Tuesday, June 28, 2016
Immune dysfunction: A cause and consequence of malnutrition
Malnutrition is one of the principal reasons for compromised immune function in under-five children. Hence, malnutrition is characterised by recurrent episodes of infection and chronic inflammation, which together imply an underlying immune defect. Immune dysfunction can lead to malnutrition-associated complications, such as malabsorption, increased metabolic demand, dysregulation of the growth hormone and the hypothalamo-pituitary axis, and greater susceptibility to infection.
Parental malnutrition paves the way to epigenetic modifications of infant immune and metabolic genes. There is an intimate association between the nutritional status and the diets of the mother and the infant. Infant infections, microbial colonisation of the gut, and T cell activation have been linked to breastfeeding practices and the development of gut microflora. The gastrointestinal tract forms the primary interface between dietary components, and microbes and the gut-associated lymphoid tissue.

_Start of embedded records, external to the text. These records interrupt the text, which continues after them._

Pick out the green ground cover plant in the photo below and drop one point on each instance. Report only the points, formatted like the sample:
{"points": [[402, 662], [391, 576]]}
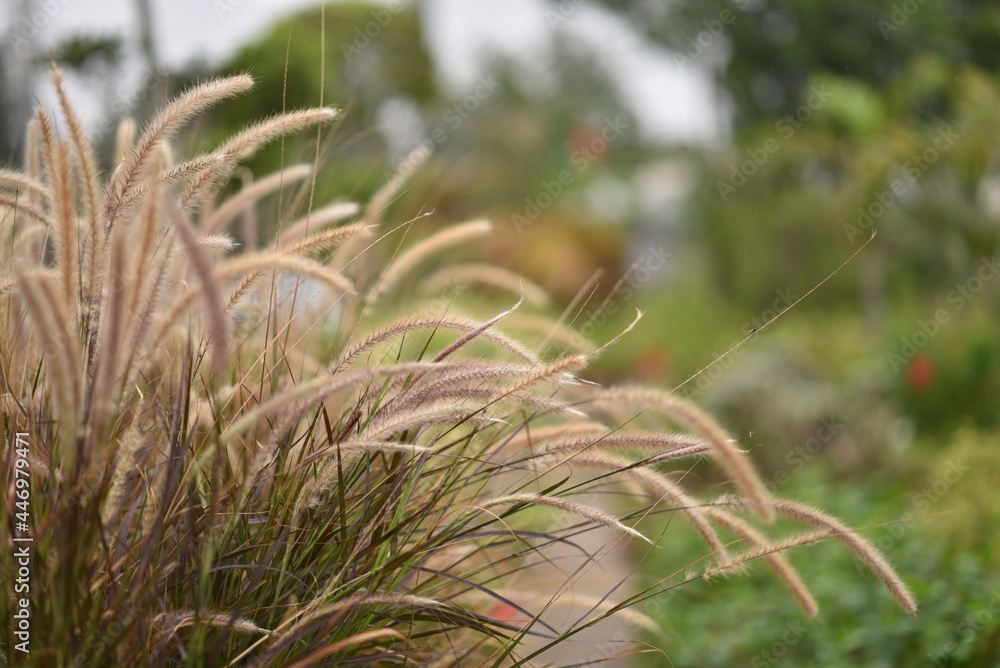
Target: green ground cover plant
{"points": [[314, 448]]}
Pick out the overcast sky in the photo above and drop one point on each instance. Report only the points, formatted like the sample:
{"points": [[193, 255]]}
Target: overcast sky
{"points": [[670, 102]]}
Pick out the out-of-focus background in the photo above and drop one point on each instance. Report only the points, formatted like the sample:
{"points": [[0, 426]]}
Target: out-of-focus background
{"points": [[713, 161]]}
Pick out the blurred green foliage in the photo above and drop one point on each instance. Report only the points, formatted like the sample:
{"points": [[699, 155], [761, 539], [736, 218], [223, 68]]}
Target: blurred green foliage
{"points": [[936, 532]]}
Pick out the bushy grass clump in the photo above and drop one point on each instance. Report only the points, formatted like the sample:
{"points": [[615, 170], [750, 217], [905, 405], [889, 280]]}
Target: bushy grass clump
{"points": [[232, 468]]}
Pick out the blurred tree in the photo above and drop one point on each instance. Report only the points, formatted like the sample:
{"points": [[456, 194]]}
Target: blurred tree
{"points": [[374, 55], [773, 49]]}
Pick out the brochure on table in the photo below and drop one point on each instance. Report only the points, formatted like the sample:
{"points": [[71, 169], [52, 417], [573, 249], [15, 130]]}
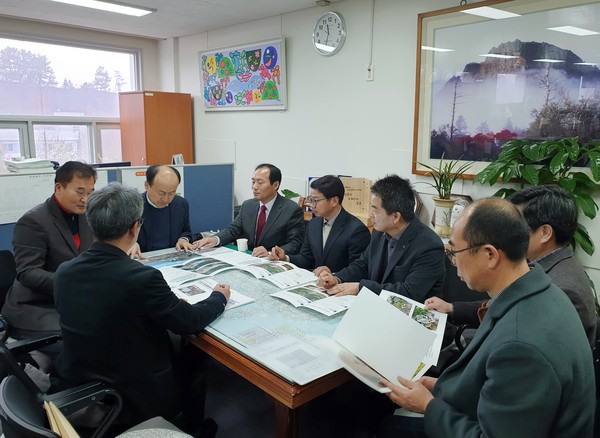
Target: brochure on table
{"points": [[375, 340]]}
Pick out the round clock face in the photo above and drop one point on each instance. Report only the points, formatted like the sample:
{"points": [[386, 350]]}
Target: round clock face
{"points": [[329, 34]]}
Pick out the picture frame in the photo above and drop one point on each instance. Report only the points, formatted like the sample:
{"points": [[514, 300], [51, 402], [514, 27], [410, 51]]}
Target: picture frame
{"points": [[477, 88], [251, 76]]}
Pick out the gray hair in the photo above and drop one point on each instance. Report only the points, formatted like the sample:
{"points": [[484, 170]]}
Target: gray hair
{"points": [[112, 210]]}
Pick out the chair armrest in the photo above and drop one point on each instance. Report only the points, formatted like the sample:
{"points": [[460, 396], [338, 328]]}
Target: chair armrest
{"points": [[24, 346]]}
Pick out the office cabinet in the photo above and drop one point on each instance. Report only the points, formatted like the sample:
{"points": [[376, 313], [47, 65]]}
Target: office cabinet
{"points": [[155, 125]]}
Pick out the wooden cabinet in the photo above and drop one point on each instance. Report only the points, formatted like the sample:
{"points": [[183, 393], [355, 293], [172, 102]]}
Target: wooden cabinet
{"points": [[155, 125]]}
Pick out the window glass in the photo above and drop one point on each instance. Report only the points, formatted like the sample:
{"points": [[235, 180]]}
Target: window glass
{"points": [[58, 80]]}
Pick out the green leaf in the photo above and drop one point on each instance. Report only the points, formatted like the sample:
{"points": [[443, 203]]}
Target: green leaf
{"points": [[530, 173]]}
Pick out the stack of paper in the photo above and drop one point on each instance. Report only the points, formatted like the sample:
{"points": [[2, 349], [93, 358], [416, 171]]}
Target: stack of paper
{"points": [[29, 165]]}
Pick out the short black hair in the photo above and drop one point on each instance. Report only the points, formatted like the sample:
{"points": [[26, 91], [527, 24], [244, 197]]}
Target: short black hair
{"points": [[330, 186], [497, 222], [549, 204], [153, 170], [71, 169], [396, 196], [274, 172]]}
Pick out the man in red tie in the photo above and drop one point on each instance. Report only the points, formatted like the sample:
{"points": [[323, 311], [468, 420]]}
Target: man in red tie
{"points": [[44, 237], [267, 220]]}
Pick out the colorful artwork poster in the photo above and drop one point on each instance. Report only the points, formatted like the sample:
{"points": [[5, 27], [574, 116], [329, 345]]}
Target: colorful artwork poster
{"points": [[245, 77]]}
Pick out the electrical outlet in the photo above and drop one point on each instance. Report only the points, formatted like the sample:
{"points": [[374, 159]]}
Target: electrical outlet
{"points": [[369, 73]]}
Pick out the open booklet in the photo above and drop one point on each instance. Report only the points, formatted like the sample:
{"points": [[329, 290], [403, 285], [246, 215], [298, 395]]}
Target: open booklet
{"points": [[377, 340], [313, 297]]}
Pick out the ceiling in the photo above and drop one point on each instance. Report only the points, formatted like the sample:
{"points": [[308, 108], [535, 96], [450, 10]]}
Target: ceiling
{"points": [[173, 18]]}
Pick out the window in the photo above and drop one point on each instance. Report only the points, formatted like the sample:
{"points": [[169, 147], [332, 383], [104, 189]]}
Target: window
{"points": [[64, 100]]}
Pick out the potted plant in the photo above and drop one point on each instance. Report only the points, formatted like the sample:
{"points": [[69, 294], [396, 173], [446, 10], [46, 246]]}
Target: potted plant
{"points": [[444, 176], [550, 162]]}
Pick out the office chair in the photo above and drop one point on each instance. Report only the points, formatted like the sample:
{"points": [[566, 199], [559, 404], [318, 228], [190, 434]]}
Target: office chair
{"points": [[21, 419], [23, 415]]}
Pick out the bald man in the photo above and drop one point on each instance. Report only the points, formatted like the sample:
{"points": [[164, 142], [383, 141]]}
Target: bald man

Healthy gut development depends on commensal, pathogenic microbes and sensing dietary nutrients. Direct nutrient sensing enables the gut immune system to quickly adapt to environmental conditions, including micronutrient deficiencies. Clinical trials have shown that supplementing oral vitamin A during infancy consistently reduces diarrheal incidence, and mortality in children.
Recurrent infections, enteropathy, and inflammation may damage gut functioning, termed as environmental enteric dysfunction (EDD). Repeated exposure to enteric pathogens may cause EED, which affects the nutrient absorption process. Malnutrition also alters the functioning of hormones such as glucocorticoids and adipokines. Recurring infections due to immune dysfunction may also be related to diminished immunological memory responses to common pathogens in children.

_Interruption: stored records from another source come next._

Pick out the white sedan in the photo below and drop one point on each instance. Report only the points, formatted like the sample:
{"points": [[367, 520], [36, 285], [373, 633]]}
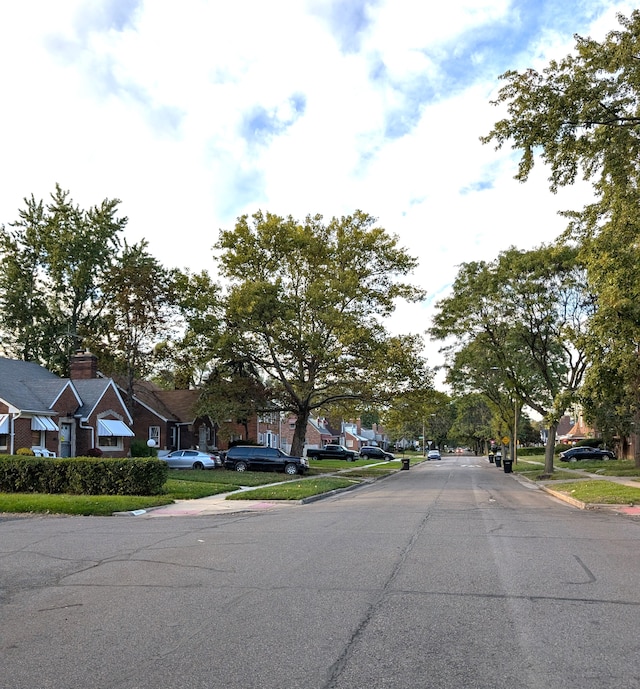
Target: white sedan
{"points": [[191, 459]]}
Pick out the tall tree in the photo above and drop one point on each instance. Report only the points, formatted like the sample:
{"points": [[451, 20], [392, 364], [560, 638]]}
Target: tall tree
{"points": [[52, 260], [580, 116], [136, 302], [306, 306], [519, 326]]}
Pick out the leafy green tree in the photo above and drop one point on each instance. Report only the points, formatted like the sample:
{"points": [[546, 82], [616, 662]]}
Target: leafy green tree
{"points": [[52, 260], [472, 425], [306, 306], [187, 359], [136, 302], [517, 326], [580, 116]]}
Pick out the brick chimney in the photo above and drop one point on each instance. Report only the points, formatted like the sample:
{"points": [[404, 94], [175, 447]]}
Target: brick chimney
{"points": [[83, 365]]}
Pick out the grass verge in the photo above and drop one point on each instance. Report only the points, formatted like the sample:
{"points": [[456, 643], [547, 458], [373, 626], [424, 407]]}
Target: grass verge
{"points": [[600, 492], [97, 505]]}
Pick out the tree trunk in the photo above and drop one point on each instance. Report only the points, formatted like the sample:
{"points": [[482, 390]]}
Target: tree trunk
{"points": [[550, 448], [300, 433]]}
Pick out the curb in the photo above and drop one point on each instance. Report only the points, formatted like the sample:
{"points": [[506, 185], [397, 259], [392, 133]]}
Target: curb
{"points": [[621, 508]]}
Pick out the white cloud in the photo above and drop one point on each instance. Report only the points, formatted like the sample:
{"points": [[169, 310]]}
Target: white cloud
{"points": [[193, 115]]}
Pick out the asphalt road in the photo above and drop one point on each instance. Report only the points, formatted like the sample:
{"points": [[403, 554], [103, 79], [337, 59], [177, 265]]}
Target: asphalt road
{"points": [[450, 575]]}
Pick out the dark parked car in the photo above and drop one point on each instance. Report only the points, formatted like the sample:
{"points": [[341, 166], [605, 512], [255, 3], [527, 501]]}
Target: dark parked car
{"points": [[191, 459], [576, 453], [254, 458], [373, 452], [331, 451]]}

The mechanistic way of reducing the extent of immune dysfunction is through the immune-metabolism pathway; altering energy usage in obesity and metabolic syndromes, drive immune activation and reduce inflammation in children. Additionally, longitudinal immune assessment and nutritional interventions help in reducing the timing, and extent of immune dysfunction in malnourished children.
News Source: Bourke CD, Berkley JA, Prendergast AJ. Immune dysfunction as a cause and consequence of malnutrition. Trends in immunology. 2016 Jun 30;37(6):386-98.